The old farmer’s eyes softened, and he entered. He was so thin and pale a specimen, pantalooned and patriarchal, that he aroused Mrs. Race’s extremest sympathy as he took off his hat and laid it on his knees quite softly and mildly.

“We had a quarrel last night, an’ she left me,” he volunteered.

“Laws! laws!” sighed Mrs. Race, there being no one present with whom to share her astonishment as she went to her kitchen. “The pore man! Now somebody’s just got to look after him. He can’t be allowed to run around the country this way lookin’ for his dead wife. It’s turrible.”

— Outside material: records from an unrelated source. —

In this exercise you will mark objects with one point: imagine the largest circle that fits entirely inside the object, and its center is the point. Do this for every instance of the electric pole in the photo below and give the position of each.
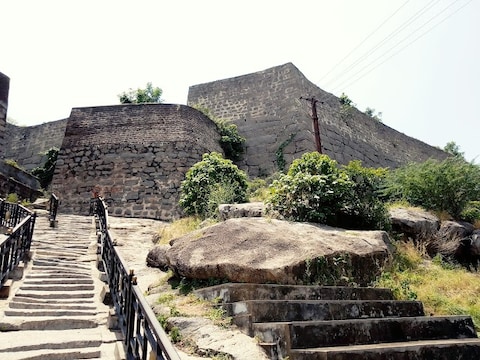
(316, 130)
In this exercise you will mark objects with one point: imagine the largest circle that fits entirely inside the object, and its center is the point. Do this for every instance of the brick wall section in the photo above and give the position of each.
(266, 108)
(4, 89)
(135, 156)
(26, 145)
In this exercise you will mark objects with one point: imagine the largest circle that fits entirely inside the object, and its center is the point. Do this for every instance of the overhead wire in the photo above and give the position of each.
(363, 41)
(349, 80)
(381, 43)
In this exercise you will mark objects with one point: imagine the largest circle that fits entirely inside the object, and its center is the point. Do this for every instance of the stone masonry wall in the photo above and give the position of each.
(26, 145)
(4, 89)
(135, 156)
(267, 109)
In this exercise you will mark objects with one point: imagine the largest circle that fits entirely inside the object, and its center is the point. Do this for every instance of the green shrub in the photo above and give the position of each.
(208, 183)
(314, 189)
(471, 213)
(12, 197)
(446, 185)
(45, 172)
(364, 209)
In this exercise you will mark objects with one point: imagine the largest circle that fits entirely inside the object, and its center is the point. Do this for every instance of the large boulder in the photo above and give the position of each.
(259, 250)
(229, 211)
(414, 223)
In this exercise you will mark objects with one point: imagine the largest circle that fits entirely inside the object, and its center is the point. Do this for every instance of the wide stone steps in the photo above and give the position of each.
(445, 349)
(337, 323)
(57, 311)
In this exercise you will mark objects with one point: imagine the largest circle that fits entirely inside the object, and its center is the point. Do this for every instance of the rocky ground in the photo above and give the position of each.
(200, 337)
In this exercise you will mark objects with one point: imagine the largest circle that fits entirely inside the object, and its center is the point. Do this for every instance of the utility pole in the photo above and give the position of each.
(316, 130)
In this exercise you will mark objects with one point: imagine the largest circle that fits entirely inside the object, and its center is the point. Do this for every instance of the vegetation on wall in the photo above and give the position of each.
(45, 173)
(149, 94)
(279, 153)
(211, 182)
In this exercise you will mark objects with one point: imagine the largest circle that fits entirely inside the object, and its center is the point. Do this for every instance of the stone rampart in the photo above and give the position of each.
(135, 156)
(27, 144)
(4, 89)
(267, 109)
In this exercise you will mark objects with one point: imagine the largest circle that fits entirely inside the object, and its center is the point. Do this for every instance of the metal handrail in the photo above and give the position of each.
(53, 209)
(143, 336)
(14, 248)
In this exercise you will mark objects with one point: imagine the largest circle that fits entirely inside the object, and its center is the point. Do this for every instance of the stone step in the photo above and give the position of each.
(306, 310)
(49, 263)
(48, 271)
(36, 294)
(29, 340)
(15, 304)
(40, 301)
(450, 349)
(55, 275)
(50, 312)
(16, 323)
(310, 334)
(57, 281)
(57, 287)
(233, 292)
(58, 354)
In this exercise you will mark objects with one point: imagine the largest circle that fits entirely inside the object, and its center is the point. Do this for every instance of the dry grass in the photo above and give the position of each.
(177, 228)
(444, 289)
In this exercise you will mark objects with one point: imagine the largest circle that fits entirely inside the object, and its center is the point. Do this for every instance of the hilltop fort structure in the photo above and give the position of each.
(136, 156)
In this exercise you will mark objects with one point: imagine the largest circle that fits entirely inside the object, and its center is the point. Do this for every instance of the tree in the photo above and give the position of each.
(211, 182)
(371, 112)
(314, 189)
(453, 149)
(447, 185)
(140, 96)
(45, 173)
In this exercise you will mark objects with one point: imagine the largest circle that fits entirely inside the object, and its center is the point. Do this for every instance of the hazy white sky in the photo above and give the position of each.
(417, 61)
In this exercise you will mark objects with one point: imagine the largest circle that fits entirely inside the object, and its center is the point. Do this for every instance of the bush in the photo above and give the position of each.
(45, 173)
(364, 209)
(448, 185)
(314, 189)
(210, 182)
(471, 213)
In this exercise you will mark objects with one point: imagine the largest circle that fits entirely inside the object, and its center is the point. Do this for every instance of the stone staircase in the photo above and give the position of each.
(56, 311)
(342, 323)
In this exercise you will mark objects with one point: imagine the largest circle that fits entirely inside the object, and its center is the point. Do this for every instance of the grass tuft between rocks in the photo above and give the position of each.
(443, 288)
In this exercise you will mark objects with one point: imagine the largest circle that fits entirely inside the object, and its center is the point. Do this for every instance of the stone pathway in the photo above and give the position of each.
(56, 310)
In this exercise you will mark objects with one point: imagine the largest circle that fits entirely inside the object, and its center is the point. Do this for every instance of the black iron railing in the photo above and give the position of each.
(52, 210)
(17, 223)
(144, 337)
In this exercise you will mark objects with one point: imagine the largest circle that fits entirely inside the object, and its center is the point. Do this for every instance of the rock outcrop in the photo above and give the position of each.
(259, 250)
(414, 223)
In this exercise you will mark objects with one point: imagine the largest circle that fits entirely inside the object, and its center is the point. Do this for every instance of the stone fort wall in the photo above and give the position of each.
(135, 156)
(27, 144)
(267, 109)
(4, 89)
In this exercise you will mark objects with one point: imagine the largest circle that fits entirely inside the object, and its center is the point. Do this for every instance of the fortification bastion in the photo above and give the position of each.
(4, 90)
(135, 156)
(268, 112)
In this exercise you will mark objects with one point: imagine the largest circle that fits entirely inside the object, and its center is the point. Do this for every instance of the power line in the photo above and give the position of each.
(377, 46)
(404, 47)
(364, 40)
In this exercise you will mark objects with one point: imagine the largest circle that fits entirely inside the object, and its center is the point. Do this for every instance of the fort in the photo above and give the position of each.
(136, 156)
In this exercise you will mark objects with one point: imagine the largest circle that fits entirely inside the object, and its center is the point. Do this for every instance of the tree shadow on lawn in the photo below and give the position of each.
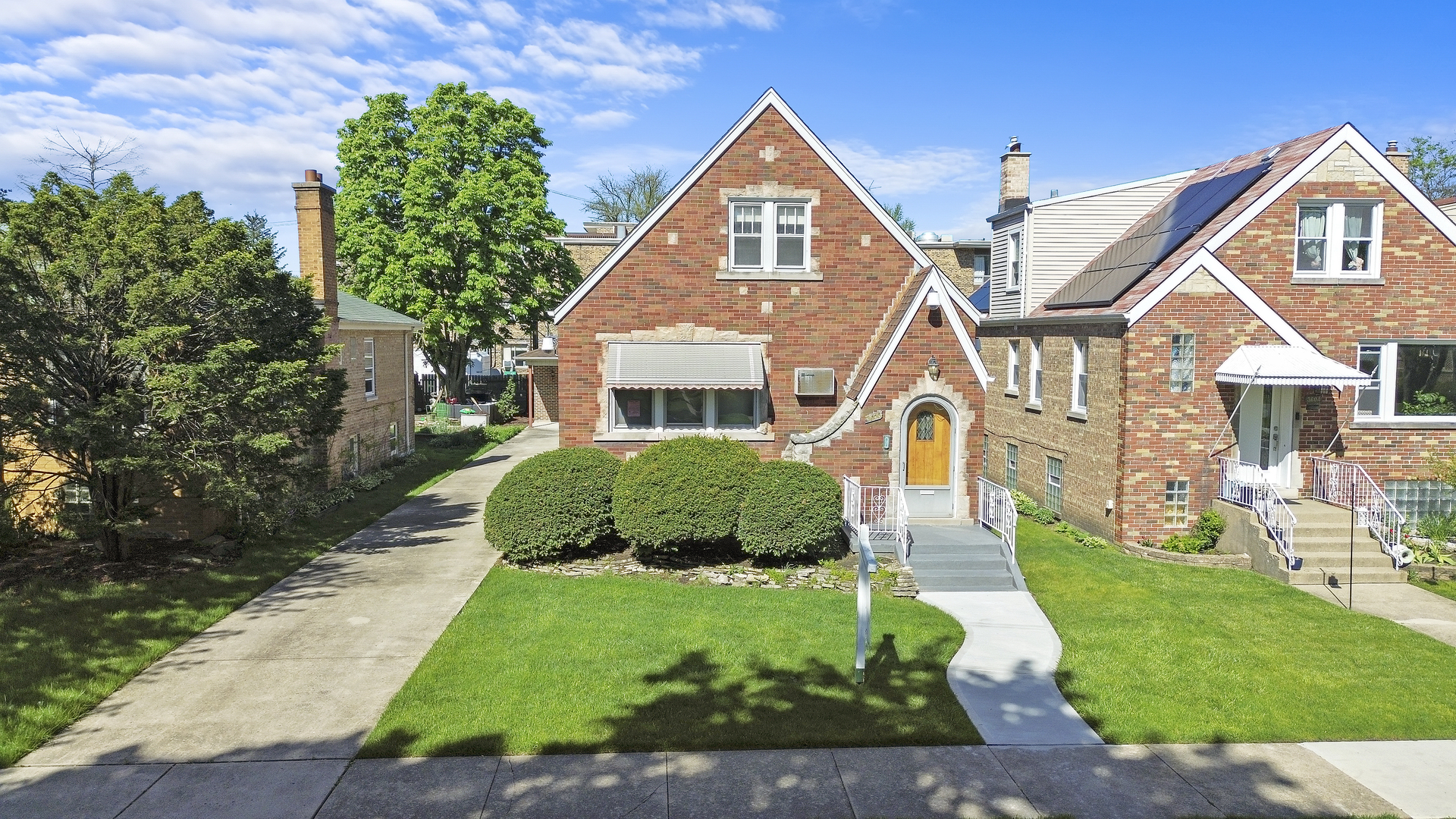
(702, 707)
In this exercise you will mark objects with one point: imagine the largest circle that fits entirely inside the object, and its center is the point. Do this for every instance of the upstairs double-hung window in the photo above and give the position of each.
(1338, 238)
(770, 235)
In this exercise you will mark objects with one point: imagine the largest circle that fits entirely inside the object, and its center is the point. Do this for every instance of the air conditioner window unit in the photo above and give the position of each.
(813, 381)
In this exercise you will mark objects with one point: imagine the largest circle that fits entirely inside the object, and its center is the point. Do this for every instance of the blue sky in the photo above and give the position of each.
(237, 98)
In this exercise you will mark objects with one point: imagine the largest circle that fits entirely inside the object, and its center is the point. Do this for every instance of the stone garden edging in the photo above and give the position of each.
(1215, 560)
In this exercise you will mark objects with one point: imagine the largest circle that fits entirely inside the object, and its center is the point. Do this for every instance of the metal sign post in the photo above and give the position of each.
(867, 567)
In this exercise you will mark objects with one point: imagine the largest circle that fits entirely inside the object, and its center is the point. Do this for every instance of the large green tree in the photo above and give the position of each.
(1433, 167)
(443, 216)
(146, 346)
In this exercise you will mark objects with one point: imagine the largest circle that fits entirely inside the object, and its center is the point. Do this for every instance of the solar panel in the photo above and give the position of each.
(1117, 268)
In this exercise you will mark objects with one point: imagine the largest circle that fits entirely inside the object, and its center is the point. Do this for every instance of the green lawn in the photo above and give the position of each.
(1171, 653)
(1443, 588)
(64, 648)
(541, 664)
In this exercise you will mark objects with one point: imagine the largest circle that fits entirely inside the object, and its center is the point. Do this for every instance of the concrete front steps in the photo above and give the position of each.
(962, 558)
(1321, 537)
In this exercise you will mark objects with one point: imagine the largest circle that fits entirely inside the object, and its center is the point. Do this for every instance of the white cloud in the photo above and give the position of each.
(916, 171)
(710, 14)
(601, 120)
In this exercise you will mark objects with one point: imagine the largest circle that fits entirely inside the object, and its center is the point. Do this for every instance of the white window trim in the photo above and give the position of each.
(1036, 373)
(1081, 349)
(660, 425)
(1014, 368)
(1015, 256)
(769, 237)
(367, 360)
(1385, 382)
(1335, 238)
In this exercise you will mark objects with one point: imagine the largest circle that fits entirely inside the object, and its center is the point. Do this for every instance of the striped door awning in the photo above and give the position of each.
(677, 365)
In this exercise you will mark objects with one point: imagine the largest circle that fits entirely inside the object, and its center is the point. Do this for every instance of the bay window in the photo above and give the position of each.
(789, 231)
(1410, 379)
(686, 409)
(1338, 238)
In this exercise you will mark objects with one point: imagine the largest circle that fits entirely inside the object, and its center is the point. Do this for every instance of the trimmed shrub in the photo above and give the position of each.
(551, 503)
(683, 493)
(791, 510)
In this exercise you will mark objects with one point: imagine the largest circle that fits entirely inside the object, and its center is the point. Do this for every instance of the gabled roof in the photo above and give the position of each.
(769, 99)
(356, 309)
(1289, 164)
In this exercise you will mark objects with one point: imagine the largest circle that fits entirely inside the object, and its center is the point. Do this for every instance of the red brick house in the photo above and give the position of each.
(1285, 308)
(770, 299)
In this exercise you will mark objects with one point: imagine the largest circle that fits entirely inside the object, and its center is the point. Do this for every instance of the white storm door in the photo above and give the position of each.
(1267, 435)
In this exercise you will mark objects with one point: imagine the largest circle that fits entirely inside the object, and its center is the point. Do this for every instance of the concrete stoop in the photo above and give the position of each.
(1321, 537)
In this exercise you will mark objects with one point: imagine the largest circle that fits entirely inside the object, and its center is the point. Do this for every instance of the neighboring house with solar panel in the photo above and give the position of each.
(774, 300)
(1279, 316)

She boiled him a pot of coffee and brought in some of her new-baked bread and fresh butter. She set out some of her best jam and put a couple of eggs to boil, lying whole-heartedly the while.

“Now yuh stay right there, Uncle Henry, till Jake comes in, an’ I’ll send him to look for Phœbe. I think it’s more’n likely she’s over to Swinnerton with some o’ her friends. Anyhow, we’ll find out. Now yuh just drink this coffee an’ eat this bread. Yuh must be tired. Yuh’ve had a long walk this mornin’.” Her idea was to take counsel with Jake, “her man,” and perhaps have him notify the authorities.

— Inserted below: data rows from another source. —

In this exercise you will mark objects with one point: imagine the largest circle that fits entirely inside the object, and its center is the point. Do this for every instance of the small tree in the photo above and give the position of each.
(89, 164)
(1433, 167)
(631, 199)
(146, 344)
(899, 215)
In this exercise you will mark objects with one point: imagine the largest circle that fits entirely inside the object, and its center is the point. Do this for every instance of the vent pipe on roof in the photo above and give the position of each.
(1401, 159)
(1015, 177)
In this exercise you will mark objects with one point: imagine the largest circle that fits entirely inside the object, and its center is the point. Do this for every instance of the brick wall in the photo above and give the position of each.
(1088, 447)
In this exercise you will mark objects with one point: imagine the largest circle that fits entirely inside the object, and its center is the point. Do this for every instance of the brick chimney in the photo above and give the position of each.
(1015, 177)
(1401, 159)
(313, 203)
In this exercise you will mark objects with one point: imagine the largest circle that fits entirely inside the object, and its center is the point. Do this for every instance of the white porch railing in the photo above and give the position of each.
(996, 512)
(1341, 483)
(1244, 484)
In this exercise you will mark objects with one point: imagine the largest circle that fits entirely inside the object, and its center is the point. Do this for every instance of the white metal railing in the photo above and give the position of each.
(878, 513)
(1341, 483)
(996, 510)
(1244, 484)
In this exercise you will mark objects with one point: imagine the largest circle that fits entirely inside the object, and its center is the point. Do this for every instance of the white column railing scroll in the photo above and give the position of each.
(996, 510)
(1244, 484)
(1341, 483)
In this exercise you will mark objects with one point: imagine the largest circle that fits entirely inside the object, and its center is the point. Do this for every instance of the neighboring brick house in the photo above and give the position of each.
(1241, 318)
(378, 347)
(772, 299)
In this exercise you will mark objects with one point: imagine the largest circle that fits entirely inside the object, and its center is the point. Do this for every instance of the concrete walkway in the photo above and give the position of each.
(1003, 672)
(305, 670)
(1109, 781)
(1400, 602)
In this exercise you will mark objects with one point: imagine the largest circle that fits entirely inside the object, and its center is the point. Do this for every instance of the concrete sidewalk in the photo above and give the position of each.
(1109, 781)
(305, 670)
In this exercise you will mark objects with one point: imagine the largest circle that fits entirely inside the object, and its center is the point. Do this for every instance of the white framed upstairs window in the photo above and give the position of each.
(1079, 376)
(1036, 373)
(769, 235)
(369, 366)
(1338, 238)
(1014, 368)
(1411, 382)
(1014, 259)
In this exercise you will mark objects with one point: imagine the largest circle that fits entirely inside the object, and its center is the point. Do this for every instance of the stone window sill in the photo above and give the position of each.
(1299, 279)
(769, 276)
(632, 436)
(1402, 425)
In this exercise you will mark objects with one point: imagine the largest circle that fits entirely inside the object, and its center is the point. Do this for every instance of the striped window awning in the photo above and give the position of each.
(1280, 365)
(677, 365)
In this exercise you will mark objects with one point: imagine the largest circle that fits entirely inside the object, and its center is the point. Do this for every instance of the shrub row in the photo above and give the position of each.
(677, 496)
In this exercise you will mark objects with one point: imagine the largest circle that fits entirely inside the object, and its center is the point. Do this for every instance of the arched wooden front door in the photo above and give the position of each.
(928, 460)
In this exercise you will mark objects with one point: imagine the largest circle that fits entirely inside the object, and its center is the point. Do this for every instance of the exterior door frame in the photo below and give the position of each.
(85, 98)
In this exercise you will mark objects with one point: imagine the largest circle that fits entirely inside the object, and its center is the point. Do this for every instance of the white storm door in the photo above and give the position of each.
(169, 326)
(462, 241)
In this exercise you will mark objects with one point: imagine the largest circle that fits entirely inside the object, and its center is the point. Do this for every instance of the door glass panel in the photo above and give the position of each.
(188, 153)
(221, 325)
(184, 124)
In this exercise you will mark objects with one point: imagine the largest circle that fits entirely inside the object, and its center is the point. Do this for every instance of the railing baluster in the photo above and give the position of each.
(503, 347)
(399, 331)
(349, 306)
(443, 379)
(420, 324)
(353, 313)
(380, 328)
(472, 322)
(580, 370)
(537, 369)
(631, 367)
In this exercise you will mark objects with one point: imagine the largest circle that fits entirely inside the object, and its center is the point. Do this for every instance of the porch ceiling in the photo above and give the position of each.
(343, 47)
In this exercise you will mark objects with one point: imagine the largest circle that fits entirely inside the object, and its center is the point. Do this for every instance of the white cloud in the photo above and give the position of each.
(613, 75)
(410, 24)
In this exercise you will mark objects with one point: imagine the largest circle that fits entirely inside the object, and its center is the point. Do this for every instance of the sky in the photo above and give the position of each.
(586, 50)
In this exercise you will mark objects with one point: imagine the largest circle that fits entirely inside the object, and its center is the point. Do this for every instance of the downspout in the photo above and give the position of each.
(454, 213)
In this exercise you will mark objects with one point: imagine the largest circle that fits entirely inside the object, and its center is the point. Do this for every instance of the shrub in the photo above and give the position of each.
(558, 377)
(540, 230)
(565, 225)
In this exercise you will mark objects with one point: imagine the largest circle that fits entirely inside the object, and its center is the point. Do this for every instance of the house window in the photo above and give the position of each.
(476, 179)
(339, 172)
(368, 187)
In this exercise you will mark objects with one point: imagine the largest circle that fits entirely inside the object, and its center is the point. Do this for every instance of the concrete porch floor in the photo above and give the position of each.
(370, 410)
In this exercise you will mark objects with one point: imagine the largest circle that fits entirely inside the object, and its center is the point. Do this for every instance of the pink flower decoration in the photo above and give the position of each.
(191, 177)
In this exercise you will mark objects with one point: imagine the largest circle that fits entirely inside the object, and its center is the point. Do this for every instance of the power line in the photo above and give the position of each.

She bustled about, meditating on the uncertainties of life, while old Reifsneider thrummed on the rim of his hat with his pale fingers and later ate abstractedly of what she offered. His mind was on his wife, however, and since she was not here, or did not appear, it wandered vaguely away to a family by the name of Murray, miles away in another direction. He decided after a time that he would not wait for Jake Race to hunt his wife but would seek her for himself. He must be on, and urge her to come back.

“Well, I’ll be goin’,” he said, getting up and looking strangely about him. “I guess she didn’t come here after all. She went over to the Murrays’, I guess. I’ll not wait any longer, Mis’ Race. There’s a lot to do over to the house to-day.” And out he marched in the face of her protests taking to the dusty road again in the warm spring sun, his cane striking the earth as he went.

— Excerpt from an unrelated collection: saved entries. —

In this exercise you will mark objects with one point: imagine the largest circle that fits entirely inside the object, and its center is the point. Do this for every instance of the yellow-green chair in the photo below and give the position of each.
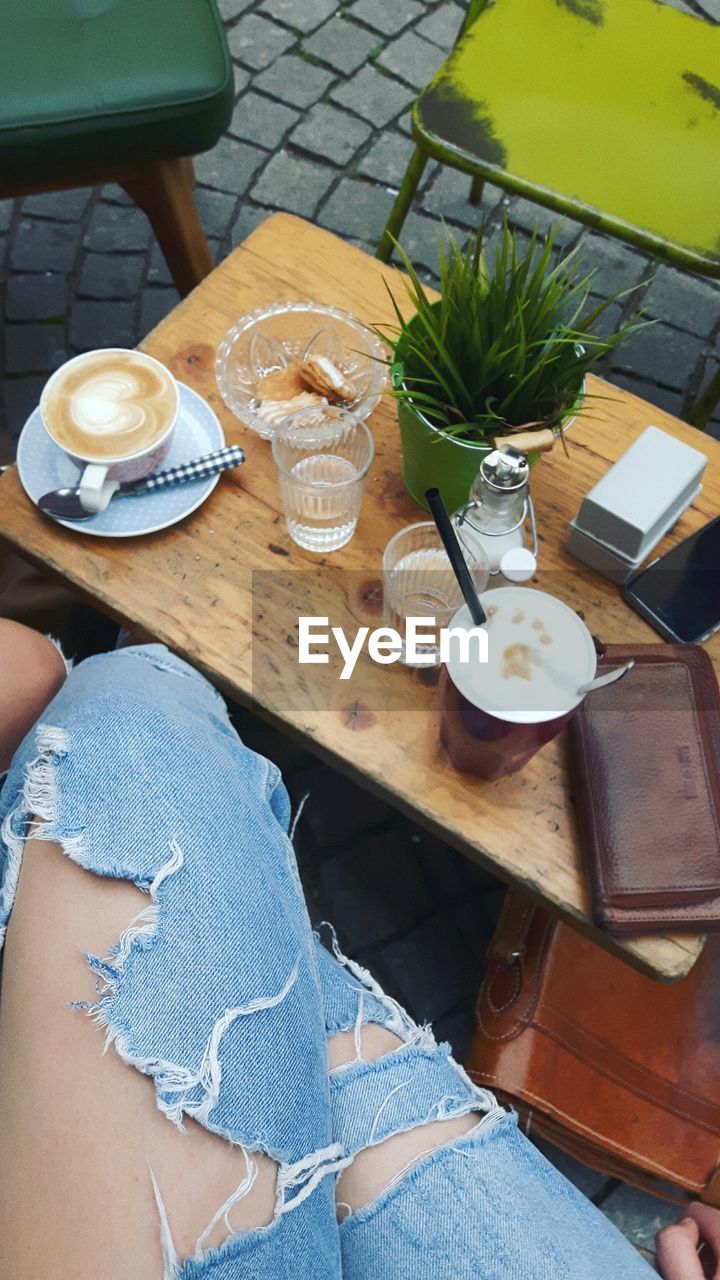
(602, 110)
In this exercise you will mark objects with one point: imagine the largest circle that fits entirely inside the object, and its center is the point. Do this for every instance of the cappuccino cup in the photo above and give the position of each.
(113, 412)
(495, 716)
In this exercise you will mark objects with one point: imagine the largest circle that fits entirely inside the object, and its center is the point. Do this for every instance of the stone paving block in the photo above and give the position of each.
(531, 216)
(616, 268)
(44, 246)
(217, 210)
(638, 1215)
(411, 59)
(115, 195)
(21, 396)
(586, 1179)
(112, 227)
(686, 301)
(300, 14)
(341, 44)
(387, 159)
(158, 270)
(442, 26)
(249, 216)
(331, 133)
(442, 864)
(155, 305)
(112, 275)
(33, 348)
(231, 9)
(337, 809)
(447, 195)
(103, 324)
(261, 120)
(432, 969)
(36, 297)
(458, 1029)
(229, 165)
(241, 77)
(609, 321)
(419, 238)
(256, 41)
(671, 401)
(63, 206)
(372, 95)
(295, 81)
(356, 209)
(387, 18)
(664, 355)
(475, 919)
(374, 890)
(292, 183)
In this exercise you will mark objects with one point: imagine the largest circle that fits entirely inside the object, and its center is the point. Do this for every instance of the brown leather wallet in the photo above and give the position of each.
(614, 1068)
(645, 762)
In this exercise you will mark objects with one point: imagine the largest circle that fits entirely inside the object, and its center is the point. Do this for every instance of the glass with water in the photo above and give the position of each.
(323, 457)
(419, 583)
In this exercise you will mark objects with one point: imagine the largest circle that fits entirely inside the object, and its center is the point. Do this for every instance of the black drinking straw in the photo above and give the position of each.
(455, 556)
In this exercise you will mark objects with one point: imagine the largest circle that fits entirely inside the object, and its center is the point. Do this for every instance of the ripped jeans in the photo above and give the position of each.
(222, 995)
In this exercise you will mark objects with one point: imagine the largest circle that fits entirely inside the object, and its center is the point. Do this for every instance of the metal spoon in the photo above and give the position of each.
(607, 677)
(65, 504)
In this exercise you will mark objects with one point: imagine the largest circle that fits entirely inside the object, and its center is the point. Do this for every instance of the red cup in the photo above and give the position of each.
(495, 740)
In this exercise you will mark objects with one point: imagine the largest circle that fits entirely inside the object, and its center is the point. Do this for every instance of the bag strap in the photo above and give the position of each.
(514, 970)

It was two hours later that this pale figure of a man appeared in the Murrays’ doorway, dusty, perspiring, eager. He had tramped all of five miles, and it was noon. An amazed husband and wife of sixty heard his strange query, and realized also that he was mad. They begged him to stay to dinner, intending to notify the authorities later and see what could be done; but though he stayed to partake of a little something, he did not stay long, and was off again to another distant farmhouse, his idea of many things to do and his need of Phœbe impelling him. So it went for that day and the next and the next, the circle of his inquiry ever widening.